Electrolytes are compounds that can conduct electricity when dissolved in aqueous solutions or in a molten state. They can dissociate into freely moving ions when dissolved in water or heated. Electrolytes are an important component of lithium-ion batteries, playing a role in transporting ions and conducting current between the positive and negative electrodes.
Electrolytes, as a key material in lithium-ion batteries, influence and even determine the battery's specific energy, lifespan, safety performance, and charge/discharge rate performance. A practical electrolyte for lithium-ion batteries should meet the following conditions:
1. Lithium-ion conductivity: Electrolytes do not have electronic conductivity, but must have good ionic conductivity. Generally, within a certain temperature range, the conductivity of electrolytes is between 1×10⁻³ and 2×10⁻³ S/cm. As an electrolyte, it must possess excellent ionic conductivity and electronic insulation to function as an ion transport medium while reducing its own self-discharge.
2. Ion transference number: The transport of charge inside a lithium battery depends on the migration of ions. A high ion transference number can reduce concentration polarization during electrode reactions, enabling the battery to achieve high energy density and power density. Ideally, the lithium ion transference number should be as close to 1 as possible.
3. Stability: When the electrolyte is in direct contact with the electrode, side reactions should be avoided as much as possible. This requires the electrolyte to have certain chemical and thermal stability.
4. Mechanical Strength: Lithium-ion battery electrolytes need to have sufficiently high mechanical strength to meet the requirements of large-scale battery production and packaging processes. Li et al. used trimethyl phosphate (TMP) as an additive in high-voltage electrolytes, and tested the battery with Li1.2Mn0.54Ni0.13Co0.13O2 as the positive electrode. The results showed that adding 1% TMP to the electrolyte can significantly improve the rate performance and cycle performance of the battery.
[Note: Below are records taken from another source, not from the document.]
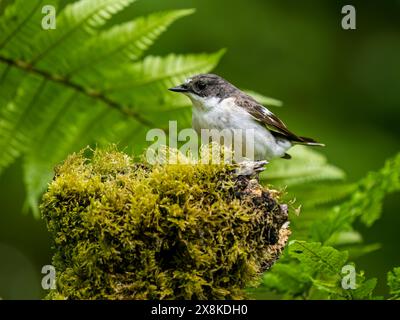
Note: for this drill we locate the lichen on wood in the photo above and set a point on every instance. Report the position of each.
(123, 230)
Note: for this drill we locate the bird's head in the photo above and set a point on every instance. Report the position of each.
(203, 87)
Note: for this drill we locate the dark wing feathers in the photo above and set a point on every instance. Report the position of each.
(271, 121)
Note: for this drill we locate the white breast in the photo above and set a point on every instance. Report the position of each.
(215, 114)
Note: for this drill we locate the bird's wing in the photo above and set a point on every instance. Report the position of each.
(264, 116)
(271, 121)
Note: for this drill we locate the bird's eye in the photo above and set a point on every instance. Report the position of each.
(201, 85)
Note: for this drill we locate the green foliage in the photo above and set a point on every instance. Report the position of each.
(133, 231)
(57, 97)
(325, 239)
(393, 280)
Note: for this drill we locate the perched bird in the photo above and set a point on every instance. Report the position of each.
(217, 104)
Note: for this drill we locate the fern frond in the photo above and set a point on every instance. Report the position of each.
(75, 24)
(19, 25)
(145, 82)
(305, 166)
(122, 43)
(52, 97)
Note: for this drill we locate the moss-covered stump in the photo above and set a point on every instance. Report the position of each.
(131, 231)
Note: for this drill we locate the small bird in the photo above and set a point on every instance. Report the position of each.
(217, 104)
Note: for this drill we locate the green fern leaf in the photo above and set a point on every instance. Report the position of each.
(145, 83)
(305, 166)
(393, 281)
(122, 43)
(75, 24)
(317, 258)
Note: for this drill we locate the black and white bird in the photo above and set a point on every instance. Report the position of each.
(217, 104)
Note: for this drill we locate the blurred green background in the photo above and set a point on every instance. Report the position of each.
(340, 86)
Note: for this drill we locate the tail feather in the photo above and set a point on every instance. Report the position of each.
(308, 142)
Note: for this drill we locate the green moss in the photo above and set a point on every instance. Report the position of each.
(133, 231)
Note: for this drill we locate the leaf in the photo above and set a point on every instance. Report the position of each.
(287, 278)
(317, 258)
(146, 82)
(57, 88)
(122, 43)
(75, 24)
(305, 166)
(366, 202)
(393, 281)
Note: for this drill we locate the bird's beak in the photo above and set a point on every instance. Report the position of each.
(181, 88)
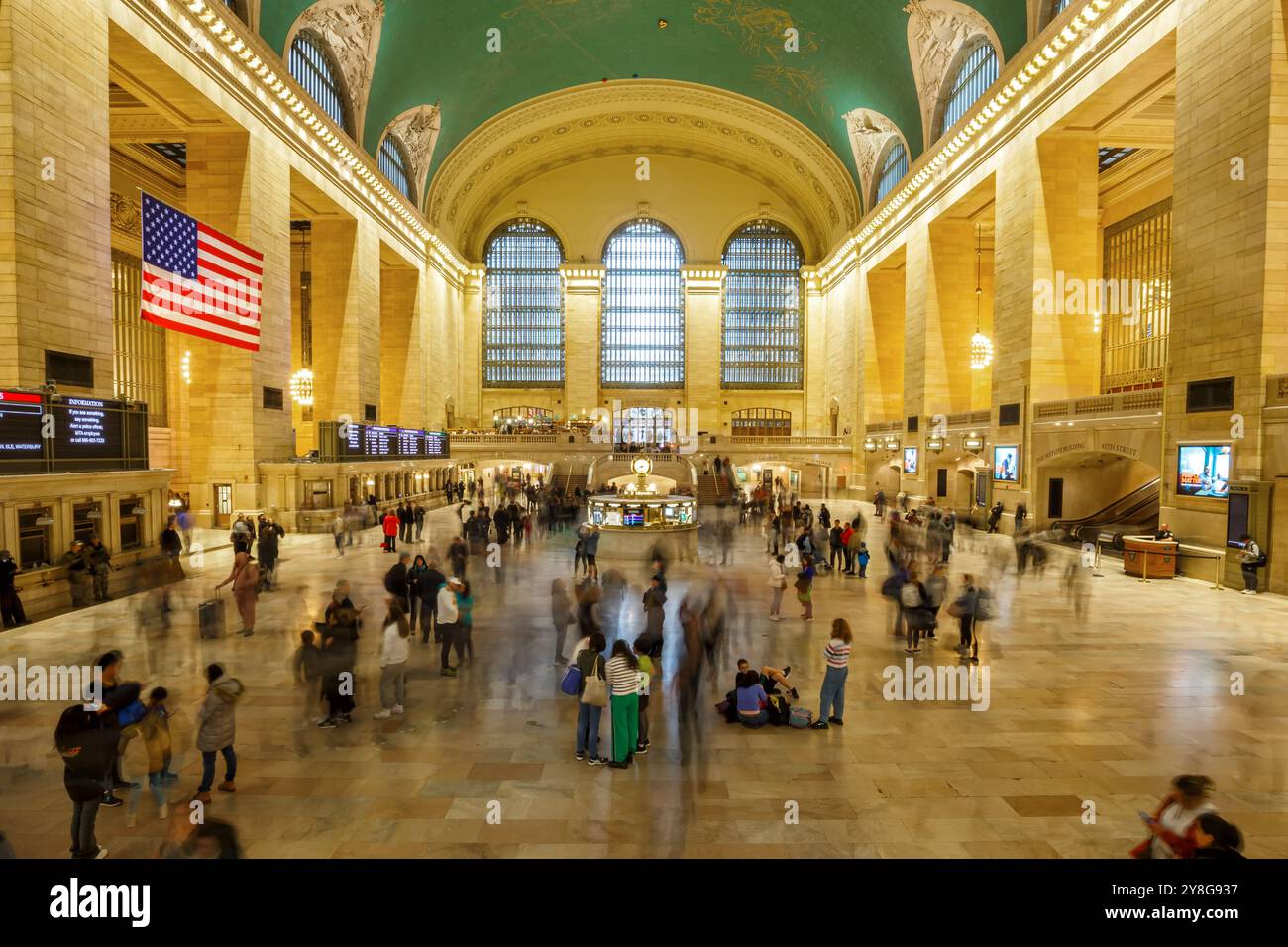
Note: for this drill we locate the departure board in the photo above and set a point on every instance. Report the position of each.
(378, 442)
(63, 434)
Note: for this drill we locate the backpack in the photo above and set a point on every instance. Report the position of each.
(892, 585)
(800, 716)
(983, 605)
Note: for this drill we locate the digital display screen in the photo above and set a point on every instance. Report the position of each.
(21, 446)
(86, 434)
(1006, 463)
(88, 428)
(1203, 471)
(394, 444)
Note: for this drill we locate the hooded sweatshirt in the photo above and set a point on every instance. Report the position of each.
(215, 718)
5. Excellent mechanical properties: Since it is in direct contact with the positive and negative electrodes, the polymer lithium battery electrolyte should have strong toughness to withstand stress changes during battery assembly, storage, and use without becoming brittle. Simultaneously, as a separator, it must also possess sufficient mechanical strength to suppress the formation and penetration of lithium dendrites, preventing short circuits between the positive and negative electrodes.